Recently, I had to tell a musician friend over and over that their mistake on stage will not signal the end of their life nor the ruination of a fruitful career. I laughed and made jokes to lighten their mood and hopefully convey this truth. But, in the end, I wonder if it worked. Was I successful in my efforts or are they still sitting somewhere pining over that one less than perfect moment in life that’s now long gone?
I checked out two performances this past week, Baby Do Brasil last week, Sunday and Alexander O’Neil this past saturday. Check out the clips and note how two performances, imperfect in some ways, were still perfect in the ways that matter.
In fact, Alexander O’Neil said something that night that struck me as both simple and profound. “I don’t take (all this) too seriously.” He joked, as he pointed to the stage and talked about his performance and career.
Some people may always disagree with this way of thinking, but I have to say, I have come to agree completely!

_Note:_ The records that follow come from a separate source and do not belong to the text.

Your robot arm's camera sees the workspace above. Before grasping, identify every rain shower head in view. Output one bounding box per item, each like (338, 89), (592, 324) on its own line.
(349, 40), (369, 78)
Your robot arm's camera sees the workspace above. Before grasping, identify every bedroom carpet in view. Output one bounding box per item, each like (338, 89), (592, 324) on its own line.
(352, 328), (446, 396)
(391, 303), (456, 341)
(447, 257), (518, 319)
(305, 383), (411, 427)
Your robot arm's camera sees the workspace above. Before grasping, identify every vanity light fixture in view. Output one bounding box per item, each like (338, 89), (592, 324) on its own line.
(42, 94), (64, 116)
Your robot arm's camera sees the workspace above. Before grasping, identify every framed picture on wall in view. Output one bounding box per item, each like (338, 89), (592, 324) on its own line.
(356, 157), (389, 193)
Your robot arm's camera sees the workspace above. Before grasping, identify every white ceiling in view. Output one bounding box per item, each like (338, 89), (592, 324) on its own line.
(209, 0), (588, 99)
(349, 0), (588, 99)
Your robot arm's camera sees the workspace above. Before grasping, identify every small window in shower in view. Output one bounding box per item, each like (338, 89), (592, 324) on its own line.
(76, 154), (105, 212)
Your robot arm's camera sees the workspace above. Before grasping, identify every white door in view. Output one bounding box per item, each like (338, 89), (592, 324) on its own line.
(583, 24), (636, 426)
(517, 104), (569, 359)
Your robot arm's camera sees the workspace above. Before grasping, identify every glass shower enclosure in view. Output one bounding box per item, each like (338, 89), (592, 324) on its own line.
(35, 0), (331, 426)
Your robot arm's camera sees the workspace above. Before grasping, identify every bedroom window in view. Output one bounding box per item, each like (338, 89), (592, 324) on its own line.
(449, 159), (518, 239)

I used to beat myself up if I did something that I didn’t like on stage. One night, while singing, I lost my voice completely. I was upset and embarrassed. But it helped me to put some of the little, inconsequential faux pas in perspective. I look at perfection differently now, there’s a time for it and there’s also a time when it can be boring!

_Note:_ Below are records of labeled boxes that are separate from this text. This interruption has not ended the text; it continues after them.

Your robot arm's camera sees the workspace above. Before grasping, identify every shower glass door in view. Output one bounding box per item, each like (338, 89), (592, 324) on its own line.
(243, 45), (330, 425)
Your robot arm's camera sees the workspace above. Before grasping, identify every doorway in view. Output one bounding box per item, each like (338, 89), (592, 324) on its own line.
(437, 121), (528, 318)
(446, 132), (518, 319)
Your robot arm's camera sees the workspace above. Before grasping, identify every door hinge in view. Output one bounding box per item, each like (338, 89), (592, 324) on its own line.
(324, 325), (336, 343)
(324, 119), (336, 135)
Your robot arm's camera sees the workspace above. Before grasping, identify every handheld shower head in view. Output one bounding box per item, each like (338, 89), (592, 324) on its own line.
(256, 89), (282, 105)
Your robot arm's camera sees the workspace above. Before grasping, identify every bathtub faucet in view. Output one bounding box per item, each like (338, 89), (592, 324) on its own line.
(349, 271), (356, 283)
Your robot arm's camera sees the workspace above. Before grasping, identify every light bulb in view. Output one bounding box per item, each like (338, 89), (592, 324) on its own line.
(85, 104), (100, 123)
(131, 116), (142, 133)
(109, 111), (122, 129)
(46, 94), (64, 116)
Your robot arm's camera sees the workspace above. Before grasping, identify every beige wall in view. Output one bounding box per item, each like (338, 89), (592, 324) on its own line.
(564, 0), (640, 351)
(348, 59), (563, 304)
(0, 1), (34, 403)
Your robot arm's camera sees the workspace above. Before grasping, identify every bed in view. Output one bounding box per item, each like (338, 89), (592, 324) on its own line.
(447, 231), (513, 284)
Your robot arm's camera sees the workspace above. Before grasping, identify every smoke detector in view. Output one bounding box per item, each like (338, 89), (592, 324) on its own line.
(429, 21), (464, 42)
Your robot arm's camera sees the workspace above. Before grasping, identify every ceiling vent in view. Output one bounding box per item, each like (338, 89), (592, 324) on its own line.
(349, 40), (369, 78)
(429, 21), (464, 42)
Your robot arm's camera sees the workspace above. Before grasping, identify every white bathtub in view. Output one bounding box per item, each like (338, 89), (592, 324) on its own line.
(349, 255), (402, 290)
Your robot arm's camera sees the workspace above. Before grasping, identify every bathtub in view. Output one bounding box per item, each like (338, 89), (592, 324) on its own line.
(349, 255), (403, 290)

Now anything short of losing my voice is redeemable. These days if I hit a note that’s a bit off, or crack a little, I say to myself, “oh, alright… that happened. Let’s make this work for me.” and then I go on to relax and deliver for the rest of the song.
My rationale is this, while no one likes them, mistakes happen to the best of us. So, you can’t let one mistake keep you from having an amazing performance. Especially, when your mistake is probably unrecognizable to most and only ‘wrong’ in your eyes, because you meant to do something else.
Forgive yourself, then move on. Enjoy your show, so that others might! After all, “it’s not brain surgery,” as Alexander O’Neil says.
***Disclaimer*** This advice is not be used by brain surgeons, or any other surgeons, for that matter! Sorry.